Onaolapo, said this in an exclusive interview with THISDAY in Lagos.
Comparing the 14 per cent benchmark MPR rate in Nigeria with other emerging markets, he held the view that with the increased capital outflow, the probability of further raising interest rate was high.
He said, “The tendency it would be increased in the near term is the probability given today’s dynamics is high. So, when there are calls from certain quarters that it should be reduced, you wonder why such recommendations are being made.
“So, if you look at comparable countries to Nigeria like the MINT countries (Malaysia, Indonesia, Nigeria and Turkey) and others like Mexico, South Africa, Argentina and Brazil, they have increased their benchmark rate.
“The same factors impact everyone in this era of global economic environment. Today, Argentina’s benchmark rate is 45 per cent which they increased by 500 basis points recently.
“Also, Turkey has been facing economic issues in recent times and they have increased their rate to 17.75 percent; while Indonesia was at 6.25 percent but has increased to 6.5 per cent. The only country that hasn’t increased is Brazil.”

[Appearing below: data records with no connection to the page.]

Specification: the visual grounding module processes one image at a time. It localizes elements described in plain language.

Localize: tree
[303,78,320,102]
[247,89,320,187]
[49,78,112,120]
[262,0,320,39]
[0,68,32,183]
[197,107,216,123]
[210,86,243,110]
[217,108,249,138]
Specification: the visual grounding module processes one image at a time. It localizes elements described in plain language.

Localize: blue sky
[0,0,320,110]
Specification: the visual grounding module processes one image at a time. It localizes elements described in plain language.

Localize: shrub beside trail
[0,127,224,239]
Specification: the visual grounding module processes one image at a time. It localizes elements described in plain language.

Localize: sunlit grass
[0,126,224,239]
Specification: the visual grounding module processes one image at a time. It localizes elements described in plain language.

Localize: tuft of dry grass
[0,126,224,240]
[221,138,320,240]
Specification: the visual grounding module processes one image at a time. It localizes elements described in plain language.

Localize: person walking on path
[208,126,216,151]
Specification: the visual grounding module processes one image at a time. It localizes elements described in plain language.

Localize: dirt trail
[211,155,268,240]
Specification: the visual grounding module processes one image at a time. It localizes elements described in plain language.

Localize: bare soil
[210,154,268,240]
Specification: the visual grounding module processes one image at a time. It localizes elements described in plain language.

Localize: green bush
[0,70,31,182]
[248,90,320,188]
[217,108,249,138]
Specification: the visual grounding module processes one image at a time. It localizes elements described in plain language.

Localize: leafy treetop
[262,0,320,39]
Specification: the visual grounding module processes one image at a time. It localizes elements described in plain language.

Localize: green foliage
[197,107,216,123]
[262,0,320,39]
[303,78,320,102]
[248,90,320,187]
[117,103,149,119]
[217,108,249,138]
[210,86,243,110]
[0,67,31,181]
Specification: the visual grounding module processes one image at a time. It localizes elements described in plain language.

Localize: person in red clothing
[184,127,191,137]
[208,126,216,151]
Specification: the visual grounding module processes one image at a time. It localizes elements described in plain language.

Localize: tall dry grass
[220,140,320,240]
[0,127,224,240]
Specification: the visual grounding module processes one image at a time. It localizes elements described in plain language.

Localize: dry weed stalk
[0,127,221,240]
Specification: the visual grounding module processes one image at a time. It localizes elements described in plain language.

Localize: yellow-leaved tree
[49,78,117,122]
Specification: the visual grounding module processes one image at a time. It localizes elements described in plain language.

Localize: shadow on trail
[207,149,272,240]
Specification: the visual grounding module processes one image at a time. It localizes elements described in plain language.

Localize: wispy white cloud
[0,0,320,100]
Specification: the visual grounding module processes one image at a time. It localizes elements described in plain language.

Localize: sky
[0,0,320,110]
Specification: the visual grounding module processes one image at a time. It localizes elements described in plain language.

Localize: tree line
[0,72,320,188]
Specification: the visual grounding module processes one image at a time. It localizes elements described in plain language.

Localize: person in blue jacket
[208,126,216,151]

But, Onaolapo stressed that “monetary policy alone is not enough, all other policy arms of the government should look at ways they could overall fiscally de-risk the economy.”
Also, he praised the recent Central Bank of Nigeria (CBN) policy aimed at boosting the real sector.

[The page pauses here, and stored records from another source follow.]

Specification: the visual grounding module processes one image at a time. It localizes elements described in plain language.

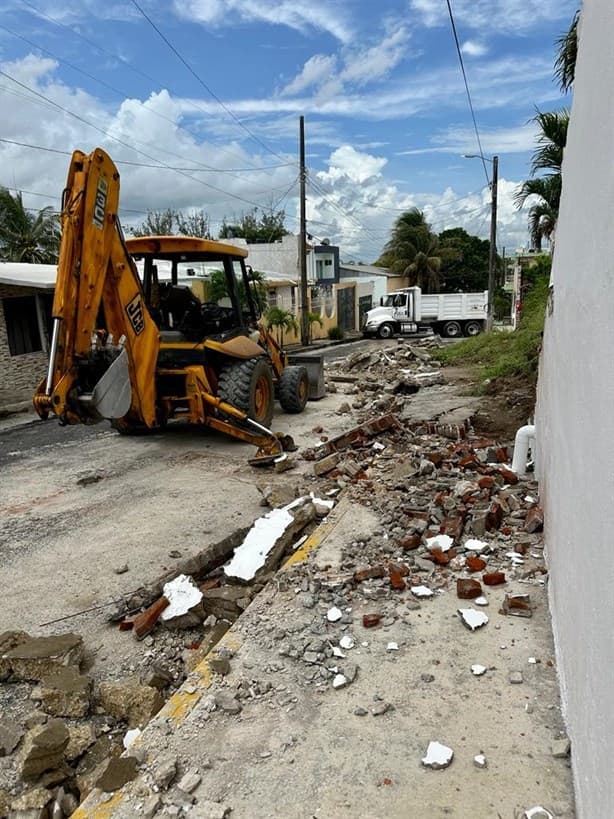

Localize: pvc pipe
[512,424,535,475]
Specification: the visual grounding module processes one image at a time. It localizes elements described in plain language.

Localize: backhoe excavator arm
[34,148,160,427]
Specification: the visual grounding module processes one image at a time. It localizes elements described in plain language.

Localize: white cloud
[174,0,352,43]
[461,40,488,57]
[281,54,337,96]
[409,0,578,33]
[398,122,538,156]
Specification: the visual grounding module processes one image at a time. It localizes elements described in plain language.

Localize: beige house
[0,262,56,406]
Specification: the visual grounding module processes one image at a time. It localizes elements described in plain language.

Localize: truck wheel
[377,322,394,338]
[279,366,309,413]
[465,321,482,336]
[218,358,274,428]
[443,321,463,338]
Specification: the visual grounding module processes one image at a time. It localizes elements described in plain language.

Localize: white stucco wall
[537,0,614,819]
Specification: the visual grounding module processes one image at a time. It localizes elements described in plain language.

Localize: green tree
[265,307,298,347]
[515,174,561,250]
[439,227,490,292]
[378,208,441,292]
[175,210,211,239]
[131,208,179,236]
[0,187,60,264]
[219,208,288,244]
[554,9,580,93]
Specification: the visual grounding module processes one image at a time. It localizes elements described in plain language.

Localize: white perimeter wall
[537,0,614,819]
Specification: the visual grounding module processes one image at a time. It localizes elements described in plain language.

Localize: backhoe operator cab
[34,148,309,463]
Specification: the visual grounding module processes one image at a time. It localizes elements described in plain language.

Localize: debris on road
[422,742,454,771]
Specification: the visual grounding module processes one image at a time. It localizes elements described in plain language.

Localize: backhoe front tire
[218,358,275,429]
[279,366,309,413]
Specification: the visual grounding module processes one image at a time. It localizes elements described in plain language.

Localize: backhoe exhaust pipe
[45,316,62,396]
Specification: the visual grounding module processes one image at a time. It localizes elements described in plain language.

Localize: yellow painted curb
[72,501,346,819]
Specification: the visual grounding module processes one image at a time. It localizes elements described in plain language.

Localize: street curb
[72,499,349,819]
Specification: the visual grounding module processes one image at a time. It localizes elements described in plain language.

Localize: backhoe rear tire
[279,366,309,413]
[218,358,275,429]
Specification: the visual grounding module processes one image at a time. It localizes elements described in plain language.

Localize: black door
[337,287,356,331]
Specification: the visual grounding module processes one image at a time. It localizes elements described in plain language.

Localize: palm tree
[531,108,569,174]
[381,208,441,292]
[265,307,298,347]
[0,187,60,264]
[515,179,561,250]
[554,9,580,93]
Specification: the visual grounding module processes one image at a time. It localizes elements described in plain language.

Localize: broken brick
[482,572,505,586]
[523,506,544,533]
[499,594,533,617]
[399,535,422,552]
[388,567,405,591]
[465,557,486,572]
[456,577,482,600]
[354,566,386,583]
[499,466,518,485]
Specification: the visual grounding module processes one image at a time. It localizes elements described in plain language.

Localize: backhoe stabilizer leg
[201,392,283,466]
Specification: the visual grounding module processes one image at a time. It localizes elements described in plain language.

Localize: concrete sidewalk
[74,490,574,819]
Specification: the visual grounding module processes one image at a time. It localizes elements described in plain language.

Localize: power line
[130,0,282,165]
[446,0,490,187]
[16,0,281,171]
[0,23,295,178]
[0,138,296,173]
[0,70,294,215]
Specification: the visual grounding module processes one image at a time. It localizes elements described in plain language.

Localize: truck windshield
[384,293,407,307]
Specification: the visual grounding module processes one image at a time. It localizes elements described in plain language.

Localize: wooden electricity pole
[299,117,309,347]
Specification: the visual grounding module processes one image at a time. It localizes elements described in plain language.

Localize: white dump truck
[361,287,488,338]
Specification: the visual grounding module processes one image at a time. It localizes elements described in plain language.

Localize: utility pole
[299,116,309,347]
[486,156,499,332]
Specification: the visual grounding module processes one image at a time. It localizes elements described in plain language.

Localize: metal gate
[358,296,373,327]
[337,287,356,331]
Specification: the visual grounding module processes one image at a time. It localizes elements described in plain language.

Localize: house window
[2,296,43,355]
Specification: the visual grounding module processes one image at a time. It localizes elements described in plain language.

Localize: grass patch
[437,276,548,381]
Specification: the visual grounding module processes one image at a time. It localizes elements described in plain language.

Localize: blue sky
[0,0,577,262]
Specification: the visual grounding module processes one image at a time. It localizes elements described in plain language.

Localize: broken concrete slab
[94,756,137,793]
[31,666,92,717]
[2,634,83,682]
[0,721,24,757]
[19,719,69,779]
[98,679,164,728]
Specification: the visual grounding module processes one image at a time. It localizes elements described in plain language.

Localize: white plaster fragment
[225,498,304,584]
[463,538,488,554]
[426,535,454,552]
[122,728,141,750]
[161,574,203,620]
[458,609,488,631]
[422,742,454,770]
[524,805,554,819]
[411,586,433,597]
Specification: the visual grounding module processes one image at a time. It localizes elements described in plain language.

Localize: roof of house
[339,262,396,276]
[0,262,58,290]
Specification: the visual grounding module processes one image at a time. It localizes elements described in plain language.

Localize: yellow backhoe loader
[34,148,309,463]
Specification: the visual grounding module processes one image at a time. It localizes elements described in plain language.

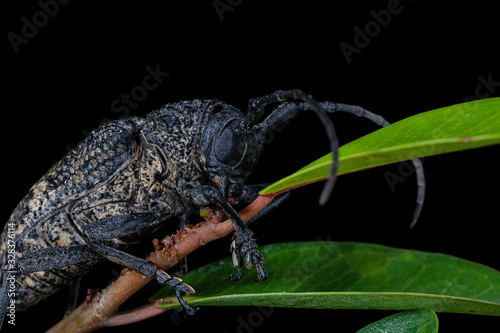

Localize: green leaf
[152,242,500,316]
[261,98,500,194]
[357,310,439,333]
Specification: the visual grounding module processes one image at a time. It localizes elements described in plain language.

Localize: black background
[0,1,500,332]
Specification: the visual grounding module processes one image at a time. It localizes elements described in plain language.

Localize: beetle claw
[156,270,198,315]
[230,232,268,282]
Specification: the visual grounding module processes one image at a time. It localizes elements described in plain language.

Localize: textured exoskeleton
[0,90,423,326]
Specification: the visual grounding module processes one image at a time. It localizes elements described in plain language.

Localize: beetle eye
[215,122,246,166]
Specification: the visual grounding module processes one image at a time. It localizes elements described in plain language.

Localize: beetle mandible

He said: “It is a very good policy. It is positive, it is going to impact the real sector and it a very creative approach to mitigating risks that the country is facing.
“So, if you look at some of the things that some people have clamoured in recent times like low interest rate to facilitate growth, but when you consider the economy and the need for growth in isolation you may agree. “But if you look at the headwinds the country is facing, there are so many other things that are likely to impact the economy if we have a very loose monetary policy environment.
“So, in order to manage that and at the same time still facilitate growth in the real sector, the CBN approached this creative initiative.”
But, he noted that there was need to design long-term fiscal policies that would support the real sector and boost economic growth.
“When you use monetary policy to fix economic imbalances, it is not really sustainable because monetary policy is meant for short term,” he said.
Commenting further on the state of the economy, he added, “the Nigerian economy has strong fundamentals. It gets impacted by short-term shocks from time to time when there is pressure in the commodities environment.
“We see that the Nigerian economy is performing well and also, some of the policies of the CBN and readings we see in the macroenvironment points at an economic profile that is likely to maintain its growth trajectory.”
Onaolapo noted, “Investors would be watching the political environment, but anyone who has been playing in the Nigerian market and African market generally would have experience and know that we usually have this cycle and if we have a long-term investment approach, then you don’t need to be worried as much.
“Nigerian market has strong fundamentals and potential have been spoken of. The only issues we have are short-term shocks that we have sometimes from the policy environment and sometimes headwinds from the global arena.
“In the long-term, these things are usually managed, and the fundamentals would still come to prevail in ensuring that investments return in an attractive manner.”